According to MAN, unsold goods inventory also surged by 42.93%, climbing to N1.24 trillion compared to N869.37 billion at the end of 2023. This was disclosed by MAN’s Director General, Segun Ajayi-Kadir, in response to the Central Bank of Nigeria’s (CBN) recent hike in the Monetary Policy Rate (MPR).
Ajayi-Kadir remarked, “The decision to raise the MPR to 27.25% has significant repercussions for Nigeria’s manufacturing sector. The consistent increase in interest rates, which has now risen by 15.75 percentage points since May 2022, exacerbates the difficulties faced by the sector, particularly rising production costs against a backdrop of dwindling consumer purchasing power.”
He further explained that, during the first half of the year, manufacturers had to allocate over N730 billion to capital expenses due to the rising interest rates imposed by commercial banks. This burden stifles innovation, productivity, and overall growth.
In addition, the sector is struggling with weak consumer demand caused by decreased purchasing power, significantly impacting capacity utilization. Data from MAN’s economic review of the first half of the year shows an alarming trend: unsold finished goods inventory increased by 42.93%, reaching N1.24 trillion compared to N869.37 billion at the close of 2023. This growing stockpile reflects the immense challenges manufacturers are grappling with in a sluggish market.
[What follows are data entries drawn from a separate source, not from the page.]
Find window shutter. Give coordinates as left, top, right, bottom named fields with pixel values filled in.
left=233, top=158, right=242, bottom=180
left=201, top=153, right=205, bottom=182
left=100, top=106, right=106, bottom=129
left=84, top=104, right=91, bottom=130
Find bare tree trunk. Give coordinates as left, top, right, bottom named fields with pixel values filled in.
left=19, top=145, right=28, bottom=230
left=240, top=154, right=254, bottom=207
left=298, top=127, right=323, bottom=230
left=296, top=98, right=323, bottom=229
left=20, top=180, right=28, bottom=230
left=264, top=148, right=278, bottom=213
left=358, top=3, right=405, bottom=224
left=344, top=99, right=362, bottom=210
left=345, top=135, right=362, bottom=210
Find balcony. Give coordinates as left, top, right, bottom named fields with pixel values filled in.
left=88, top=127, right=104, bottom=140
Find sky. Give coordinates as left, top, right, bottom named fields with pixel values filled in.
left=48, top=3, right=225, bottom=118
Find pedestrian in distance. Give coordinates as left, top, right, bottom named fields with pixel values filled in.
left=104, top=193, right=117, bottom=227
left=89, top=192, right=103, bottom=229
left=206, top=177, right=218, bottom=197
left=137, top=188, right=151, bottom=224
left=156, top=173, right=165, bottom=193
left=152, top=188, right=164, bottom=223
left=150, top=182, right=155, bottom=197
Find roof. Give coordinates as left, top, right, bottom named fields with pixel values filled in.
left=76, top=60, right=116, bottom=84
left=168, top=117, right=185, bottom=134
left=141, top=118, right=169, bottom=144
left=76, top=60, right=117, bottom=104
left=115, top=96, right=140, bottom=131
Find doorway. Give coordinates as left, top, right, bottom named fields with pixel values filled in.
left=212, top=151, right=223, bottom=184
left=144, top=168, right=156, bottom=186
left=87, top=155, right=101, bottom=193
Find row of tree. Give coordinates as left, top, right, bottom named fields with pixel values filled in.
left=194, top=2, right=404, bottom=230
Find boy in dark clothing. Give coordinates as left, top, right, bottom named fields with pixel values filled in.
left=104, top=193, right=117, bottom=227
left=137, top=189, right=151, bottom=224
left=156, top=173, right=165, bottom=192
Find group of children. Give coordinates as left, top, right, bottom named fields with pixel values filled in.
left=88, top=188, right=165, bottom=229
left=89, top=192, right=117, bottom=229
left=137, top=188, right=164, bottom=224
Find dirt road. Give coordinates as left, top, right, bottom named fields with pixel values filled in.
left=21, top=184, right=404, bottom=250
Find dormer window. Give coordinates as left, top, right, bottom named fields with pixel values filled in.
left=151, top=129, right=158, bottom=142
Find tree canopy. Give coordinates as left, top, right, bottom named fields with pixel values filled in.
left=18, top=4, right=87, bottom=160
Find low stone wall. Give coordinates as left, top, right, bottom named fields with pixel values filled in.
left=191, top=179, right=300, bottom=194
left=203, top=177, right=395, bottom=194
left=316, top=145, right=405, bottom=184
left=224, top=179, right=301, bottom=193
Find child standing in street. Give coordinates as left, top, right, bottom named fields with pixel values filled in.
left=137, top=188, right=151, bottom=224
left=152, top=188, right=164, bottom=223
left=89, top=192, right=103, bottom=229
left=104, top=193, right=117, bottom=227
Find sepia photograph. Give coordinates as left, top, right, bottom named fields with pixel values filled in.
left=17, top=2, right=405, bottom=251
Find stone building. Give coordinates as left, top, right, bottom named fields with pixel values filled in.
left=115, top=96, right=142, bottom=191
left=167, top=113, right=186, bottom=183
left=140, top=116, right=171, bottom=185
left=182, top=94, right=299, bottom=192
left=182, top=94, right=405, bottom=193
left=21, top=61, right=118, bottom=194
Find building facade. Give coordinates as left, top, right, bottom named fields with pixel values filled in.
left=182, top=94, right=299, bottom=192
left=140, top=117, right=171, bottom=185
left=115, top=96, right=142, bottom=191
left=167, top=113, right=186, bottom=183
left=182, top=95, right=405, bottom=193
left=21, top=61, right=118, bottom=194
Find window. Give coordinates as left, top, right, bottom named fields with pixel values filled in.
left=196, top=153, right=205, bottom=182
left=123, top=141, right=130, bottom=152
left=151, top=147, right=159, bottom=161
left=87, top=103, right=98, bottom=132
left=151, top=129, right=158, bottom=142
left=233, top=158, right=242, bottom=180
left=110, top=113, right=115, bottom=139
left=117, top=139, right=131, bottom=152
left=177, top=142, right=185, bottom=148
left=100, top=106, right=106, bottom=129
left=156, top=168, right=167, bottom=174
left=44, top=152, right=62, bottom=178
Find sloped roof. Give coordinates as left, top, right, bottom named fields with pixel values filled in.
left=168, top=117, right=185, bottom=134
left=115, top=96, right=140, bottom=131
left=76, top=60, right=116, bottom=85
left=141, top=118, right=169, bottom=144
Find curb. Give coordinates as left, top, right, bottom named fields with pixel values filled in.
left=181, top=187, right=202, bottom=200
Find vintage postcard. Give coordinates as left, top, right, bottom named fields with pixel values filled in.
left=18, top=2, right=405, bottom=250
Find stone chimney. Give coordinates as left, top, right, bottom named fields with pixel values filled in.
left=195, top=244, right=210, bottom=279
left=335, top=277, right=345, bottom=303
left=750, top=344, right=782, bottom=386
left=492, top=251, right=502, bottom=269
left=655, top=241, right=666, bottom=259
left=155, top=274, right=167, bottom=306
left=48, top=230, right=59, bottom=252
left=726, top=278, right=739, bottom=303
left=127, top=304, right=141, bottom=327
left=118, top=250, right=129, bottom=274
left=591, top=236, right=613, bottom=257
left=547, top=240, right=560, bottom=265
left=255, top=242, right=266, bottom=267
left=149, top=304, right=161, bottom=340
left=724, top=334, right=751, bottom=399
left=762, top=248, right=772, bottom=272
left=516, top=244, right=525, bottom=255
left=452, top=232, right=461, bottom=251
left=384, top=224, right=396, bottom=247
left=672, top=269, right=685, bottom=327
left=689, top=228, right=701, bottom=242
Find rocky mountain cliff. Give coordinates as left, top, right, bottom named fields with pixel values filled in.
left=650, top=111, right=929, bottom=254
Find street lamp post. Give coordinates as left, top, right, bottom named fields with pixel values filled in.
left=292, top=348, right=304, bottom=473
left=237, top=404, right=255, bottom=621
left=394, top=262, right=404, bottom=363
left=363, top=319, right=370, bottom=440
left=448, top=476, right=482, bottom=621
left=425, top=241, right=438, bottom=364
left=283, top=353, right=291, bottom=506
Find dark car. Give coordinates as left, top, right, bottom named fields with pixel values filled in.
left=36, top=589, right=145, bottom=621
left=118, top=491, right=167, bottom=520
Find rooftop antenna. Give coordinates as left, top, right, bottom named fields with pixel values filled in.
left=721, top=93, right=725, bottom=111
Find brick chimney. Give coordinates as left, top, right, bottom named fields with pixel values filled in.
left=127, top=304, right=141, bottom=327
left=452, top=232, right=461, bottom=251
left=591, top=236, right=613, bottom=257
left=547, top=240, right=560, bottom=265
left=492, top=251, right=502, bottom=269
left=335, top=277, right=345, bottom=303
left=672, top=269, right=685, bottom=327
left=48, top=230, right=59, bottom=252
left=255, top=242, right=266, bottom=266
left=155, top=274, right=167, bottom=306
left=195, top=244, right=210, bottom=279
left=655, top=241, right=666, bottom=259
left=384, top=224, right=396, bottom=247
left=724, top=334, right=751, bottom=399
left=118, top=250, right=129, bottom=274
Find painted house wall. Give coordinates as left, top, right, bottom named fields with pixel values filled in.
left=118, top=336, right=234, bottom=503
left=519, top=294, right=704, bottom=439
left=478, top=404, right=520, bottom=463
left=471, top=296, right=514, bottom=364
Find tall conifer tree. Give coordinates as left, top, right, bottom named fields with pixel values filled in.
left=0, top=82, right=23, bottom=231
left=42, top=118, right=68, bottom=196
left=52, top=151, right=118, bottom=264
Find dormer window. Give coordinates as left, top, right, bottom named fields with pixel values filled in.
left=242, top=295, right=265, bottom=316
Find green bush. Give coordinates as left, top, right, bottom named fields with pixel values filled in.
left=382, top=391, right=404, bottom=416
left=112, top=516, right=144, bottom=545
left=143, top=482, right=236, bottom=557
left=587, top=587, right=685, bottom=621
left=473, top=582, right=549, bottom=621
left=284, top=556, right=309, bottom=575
Ajayi-Kadir warned that these challenges have far-reaching consequences for the Nigerian economy. As borrowing costs continue to rise, access to funds is reduced, leading to diminished production capacity and the potential closure of businesses. He noted that the ability to absorb the country’s expanding youth population into meaningful employment has drastically declined, with severe socioeconomic and security implications.
MAN expressed serious concerns about the ongoing rate hikes and urged the CBN to halt further increases, advocating instead for a balanced approach between monetary and fiscal policies to tackle inflation.